Masterson, a project manager with the Transport Infrastructure Ireland (TII), bases his assertion on the experience of operating Dublin’s M50 toll road.
“Enforcement isn’t pretty but it is possible to have an effective system, one which pays for itself and secures the revenue stream if you have the right approach and put the right processes in place. We’ve been able to prove that on the M50 but talking to peers it’s apparent that in Europe the business case for barrier-free tolling is not as well understood as it might be. European concessionaires still have trouble convincing financiers that effective free-flow enforcement is possible. The US, by contrast, seems to have a better handle on things.” Tag-based tolling is the preferred solution for the facility (see Sidebar, the M50 Toll Road) but Masterson says that the overriding concern from an enforcement perspective is to promote compliance.
“We were worried that without a strong enforcement regime we would be left facing a hard-core compliance problem.
“In general, as with any other compliance regime, we wanted to recover 100 per cent of the money due to us. We wanted cost-neutrality and a good level of publicity. We also wanted widespread coverage and a flexible approach which would offer potential evaders no recognisable pattern to avoid.”
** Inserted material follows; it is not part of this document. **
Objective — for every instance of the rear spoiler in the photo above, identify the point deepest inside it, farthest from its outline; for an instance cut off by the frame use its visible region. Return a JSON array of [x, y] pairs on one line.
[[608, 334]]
Last year, the M50 toll scheme achieved a recovery rate of 103 per cent including toll and penalty revenues. It uses fixed video enforcement which captures images of all vehicles that use the road. Mobile enforcement was considered but the legal situation in the Republic of Ireland precludes this: the viability of an individual’s dwelling and so forth made implementation of mobile enforcement extremely difficult although this may yet change in the future. Another issue was congestion; the M50 is a very busy road and it was felt that there would be traffic and safety issues associated with going mobile.
Non-payers are pursued using civil rather than criminal legislation (see Sidebar, ‘Non-payment procedure’). Masterson makes two broad observations in relation to this: that there is on-going user interest in registering as a toll customer (this is currently running at about 6-7,000 registrations each month); and that global compliance rates are rising (from the low 90 per cents at the time of the scheme’s go-live to around 95-96 per cent at present).
“The general business trends are good,” Masterson continues. “From an operational perspective, a targeted media campaign is very important – although publicity can be a two-edged weapon that works against you [see Sidebar, ‘Getting the message across’]. We experience a regular media attention which we are happy to encourage as long as the underlying point, that there’s financial pain associated with non-compliance, is made.
“I’d say that we started with a hefty, if not an industrial level of enforcement. The M50 generates revenues of €100-110m annually and our initial investment in enforcement was around 4 per cent of that. But remove that investment and revenues would fall by about the same amount or more. In our experience, it’s better to start big and reduce the overall effort than to start small.”